Anlamın cenabeti, mantığımızın ve ona sarkan cüzzamımız olan uzayın nefsine boyun eğmenin sahiciliğidir. İçimizdeki ayrı iki ses, iki ayrı yerde duramayacağını, sadece bir tek yerde kendini temsil edebileceğini anlayarak birbirinden ayrılırken düşünsel hegemonyamızın intiharında hakemlik yapan ölüm de aramızdan çekilip gitmiştir.
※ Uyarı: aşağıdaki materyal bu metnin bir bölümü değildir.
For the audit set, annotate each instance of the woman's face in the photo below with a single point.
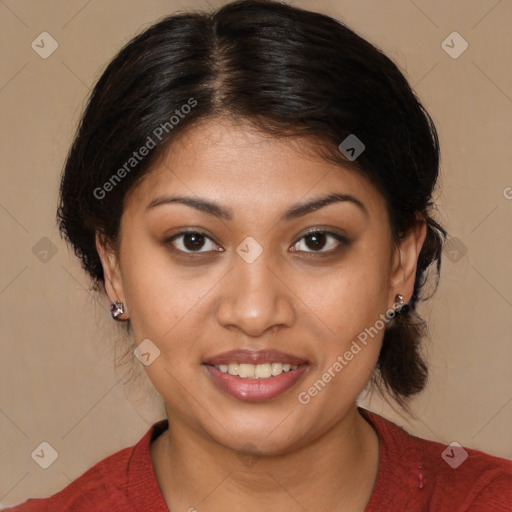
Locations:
(248, 277)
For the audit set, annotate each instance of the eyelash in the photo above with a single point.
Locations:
(343, 242)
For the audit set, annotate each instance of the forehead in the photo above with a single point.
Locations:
(232, 161)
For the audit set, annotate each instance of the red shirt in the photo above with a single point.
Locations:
(413, 476)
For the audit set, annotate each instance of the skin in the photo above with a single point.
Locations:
(318, 456)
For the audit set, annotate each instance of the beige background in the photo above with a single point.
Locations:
(57, 381)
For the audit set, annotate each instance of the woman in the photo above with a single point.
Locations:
(253, 191)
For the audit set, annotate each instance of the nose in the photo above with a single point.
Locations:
(256, 298)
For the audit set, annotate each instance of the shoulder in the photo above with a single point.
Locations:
(431, 475)
(108, 486)
(470, 479)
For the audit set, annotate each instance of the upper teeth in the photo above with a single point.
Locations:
(256, 371)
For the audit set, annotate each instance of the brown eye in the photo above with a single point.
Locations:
(193, 241)
(316, 241)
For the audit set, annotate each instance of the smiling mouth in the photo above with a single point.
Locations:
(256, 371)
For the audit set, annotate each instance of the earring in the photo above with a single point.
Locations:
(399, 302)
(116, 309)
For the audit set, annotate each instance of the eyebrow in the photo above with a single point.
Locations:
(295, 211)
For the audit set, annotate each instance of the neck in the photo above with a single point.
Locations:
(336, 471)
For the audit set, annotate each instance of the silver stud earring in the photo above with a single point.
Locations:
(399, 302)
(117, 309)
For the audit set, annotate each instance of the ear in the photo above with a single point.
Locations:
(111, 270)
(405, 262)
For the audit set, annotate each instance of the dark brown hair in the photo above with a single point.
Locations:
(289, 71)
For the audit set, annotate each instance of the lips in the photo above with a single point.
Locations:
(244, 356)
(255, 389)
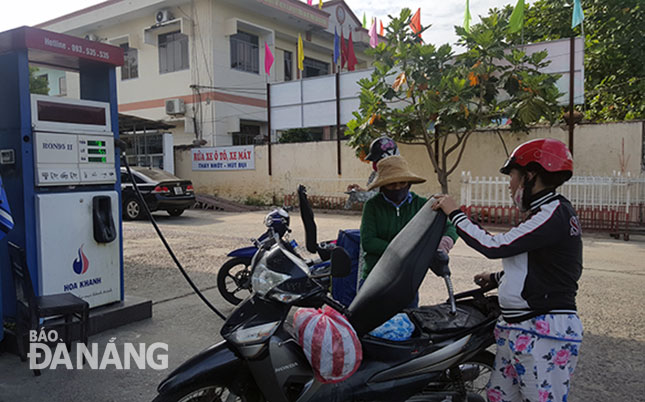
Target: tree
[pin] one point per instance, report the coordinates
(37, 85)
(421, 94)
(614, 51)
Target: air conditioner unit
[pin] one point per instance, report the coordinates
(163, 16)
(175, 106)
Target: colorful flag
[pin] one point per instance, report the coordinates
(373, 36)
(301, 54)
(343, 49)
(467, 17)
(6, 220)
(268, 59)
(351, 57)
(336, 46)
(517, 17)
(415, 23)
(578, 15)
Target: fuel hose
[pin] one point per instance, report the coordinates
(123, 145)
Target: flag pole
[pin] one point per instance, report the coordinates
(269, 124)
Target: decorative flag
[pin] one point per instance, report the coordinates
(301, 54)
(517, 17)
(415, 23)
(578, 15)
(6, 220)
(336, 46)
(373, 36)
(467, 17)
(351, 57)
(268, 59)
(343, 49)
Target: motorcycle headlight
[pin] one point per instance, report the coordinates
(259, 333)
(264, 279)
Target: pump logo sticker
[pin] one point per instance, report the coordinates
(81, 264)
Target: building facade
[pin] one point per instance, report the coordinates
(200, 64)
Bizden başka kimse kalmamıştır. İnsanlık adına doğallaşan bu tezata yaslanmanın çelişkisi, onu hayata getiren bütün serseriliğin şartlılığı estet saflığımızı ceninimizin vitrinine sokar. Herkes doğmamanın ve gitmemenin hızla kendisine yaklaştığı gamsız bir modaya varır. Ölmüş olmayı bile tercih edemeyeceğimiz bu meçhûlün sanrısı bizim kendimizi işgalimizdir.
Kimse bizi üzemez, madem öleceksek.
Şehir öyle uyanmalı ki, kimse farkına varmamalı ikimizin. Seninle konuşmamızın kimseye faydası yok oysa, bizim şu an paylaştığımızda gizli olan gelecek bizimle olması içindi.